Les émergents en direct et plus du fond de son lit

par Charles Dautresme, Stratégiste chez Axa IM

  • Investir dans des valeurs européennes fortement exposées aux émergents ne permet plus de surperformer le MSCI Europe.
  • La valorisation d’une telle stratégie est plus élevée que le MSCI Europe et celle des marchés émergents.
  • Cette stratégie d’investissement indirect étant une stratégie sur-jouée, nous recommandons dorénavant d’investir directement dans les marchés émergents.

 

Nous soutenons depuis longtemps l’investissement dans les pays émergents. Dès janvier 2008, nous suggérions que les investisseurs s’intéressent aux marchés émergents au travers de valeurs européennes fortement exposées aux économies en développement. Bien que cette stratégie ait été profitable pendant deux ans, elle l’est moins en 2010.

Quelles sont les raisons de la sous-performance récente de cette stratégie? Dans cette note, nous nous penchons sur les sources du rebond des marchés émergents et identifions les meilleurs véhicules pour investir dans les pays émergents.

Surpondération des marchés émergents

Nous pensons toujours que les marchés émergents constituent un des meilleurs thèmes d’investissement. Les indicateurs avancés chinois ont récemment rebondi comme en témoigne le PMI manufacturier et les chiffres d’importation de septembre.

Nous sommes récemment passé à surpondéré sur les pays émergents car nous pensons qu’ils constituent un placement attrayant, la Chine ayant montré des signes de ré-accélération économique.

De plus, la croissance des ventes au détail est revenu à ses niveaux d’avant crise et la croissance du crédit est bien plus forte dans les marchés en développement que dans les pays développés où les circuits de financement n’ont pas repris leur mode de fonctionnement normal.

Certains soulignent que, contrairement aux pays développés, la politique monétaire est devenue moins accommodante dans ces pays en réaction à l’accélération de l’inflation.

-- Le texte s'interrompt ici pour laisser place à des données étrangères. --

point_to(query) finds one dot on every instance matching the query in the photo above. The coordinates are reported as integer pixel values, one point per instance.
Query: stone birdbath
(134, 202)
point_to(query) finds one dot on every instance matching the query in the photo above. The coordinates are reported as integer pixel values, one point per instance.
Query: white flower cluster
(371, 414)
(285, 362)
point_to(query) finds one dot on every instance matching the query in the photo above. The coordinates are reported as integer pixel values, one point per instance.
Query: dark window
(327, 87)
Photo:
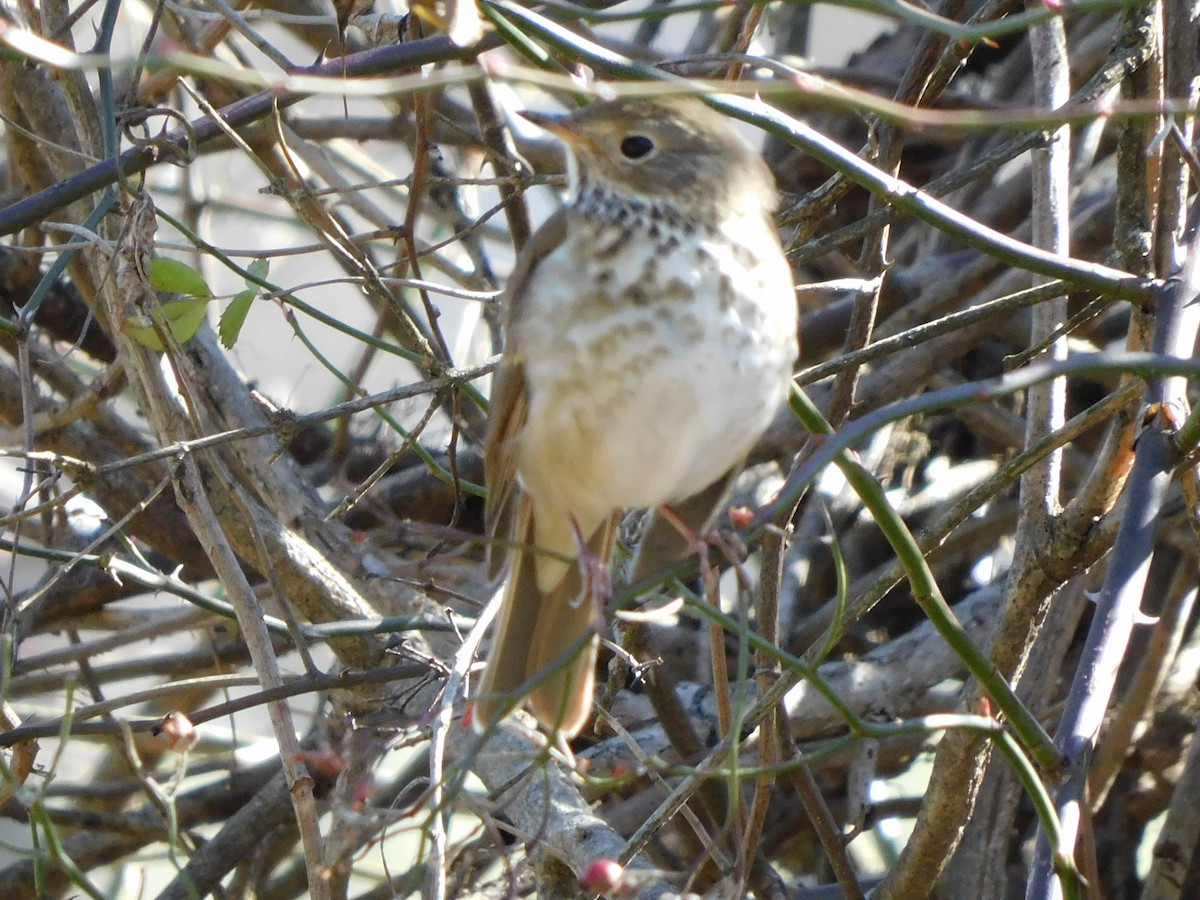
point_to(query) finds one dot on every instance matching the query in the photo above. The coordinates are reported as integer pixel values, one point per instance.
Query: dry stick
(1176, 843)
(1120, 598)
(767, 672)
(383, 60)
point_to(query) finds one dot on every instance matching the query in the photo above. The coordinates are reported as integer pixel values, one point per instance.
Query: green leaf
(234, 317)
(174, 277)
(183, 317)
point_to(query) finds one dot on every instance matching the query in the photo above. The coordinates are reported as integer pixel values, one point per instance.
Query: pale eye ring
(636, 147)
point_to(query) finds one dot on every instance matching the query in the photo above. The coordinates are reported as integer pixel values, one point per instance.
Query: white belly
(651, 389)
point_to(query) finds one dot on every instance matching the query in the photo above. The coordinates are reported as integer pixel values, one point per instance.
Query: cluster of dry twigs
(939, 623)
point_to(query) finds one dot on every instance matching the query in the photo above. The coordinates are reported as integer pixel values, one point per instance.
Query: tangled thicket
(250, 479)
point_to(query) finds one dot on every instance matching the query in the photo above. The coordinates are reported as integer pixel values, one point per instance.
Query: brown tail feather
(537, 634)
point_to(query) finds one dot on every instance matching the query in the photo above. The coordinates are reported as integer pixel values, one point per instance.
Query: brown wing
(510, 403)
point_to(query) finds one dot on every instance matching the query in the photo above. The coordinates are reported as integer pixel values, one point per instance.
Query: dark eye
(635, 147)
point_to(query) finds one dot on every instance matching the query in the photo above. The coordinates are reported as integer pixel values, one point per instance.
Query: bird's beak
(561, 125)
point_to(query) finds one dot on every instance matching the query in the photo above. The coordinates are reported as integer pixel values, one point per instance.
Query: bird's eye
(636, 147)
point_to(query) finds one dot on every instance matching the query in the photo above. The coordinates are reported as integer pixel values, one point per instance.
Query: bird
(651, 335)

Même si cela est vrai, nous considérons cette phase initiale de resserrement comme une indication de la vigueur de la reprise plutôt que comme une faiblesse. De plus, l’objectif de ce resserrement monétaire est de ralentir la croissance des pays émergents vers leur croissance potentielle, qui elle restera bien supérieure au pic de croissance des pays développés (2,6% de croissance attendue aux Etats-Unis en 2010). Nous nous attendons à une croissance de 9% en Chine en 2011 (contre 10% en 2010) et de 7% en Asie hors Japon (contre 7,8%). Pour le Brésil, la croissance devrait être de 5% l’année prochaine, contre 7% en 2010, et pour la Russie, de 3,5%, contre 4,8% cette année1.

Sous-performance de la stratégie indirecte

Une de nos stratégies préférée pour investir dans les pays émergents a été de retenir des valeurs européennes fortement exposées à ces marchés. Cette manœuvre devait permettre de capturer la croissance tout en réduisant la volatilité.

Depuis le début de la reprise actuelle, cette stratégie a très largement surperformé le MSCI Europe (de plus de 1000 pdb) et a, jusqu’à récemment, suivi de près le MSCI Monde émergent (GEM).

En 2008, la stratégie adoptée surperformait le MSCI Europe et le MSCI GEM, respectivement de 200pdb et de plus de 900pdb. En 2009, le MSCI Europe était surperformé de près de 130pdb, tandis que le MSCI GEM était sous-performé de 2800pdb. En 2010, notre stratégie ne surperforme plus le MSCI Europe, avec une croissance respectivement de 5,1% contre 7,9%. Quant au MSCI GEM, il est en hausse de 17,7%.

Problème d’un secteur ou d’une seule valeur ?

Notre panier de 67 valeurs est davantage exposé aux secteurs liés aux matières premières que le MSCI Europe. Cela est vrai aussi par rapport au MSCI GEM, mais dans une moindre mesure. Les « Materials » et l’énergie composent 32% de notre panier de valeurs européennes fortement exposées aux marchés émergents, contre 28% pour le MSCI GEM. Les autres secteurs ont une pondération similaire dans l’indice GEM et notre panier, à l’exception de la consommation non cyclique qui représente 7% du premier et 22% du second. Par conséquent, en l’absence de biais sectoriel majeur, la différence de performance devrait essentiellement provenir de la sélection des valeurs.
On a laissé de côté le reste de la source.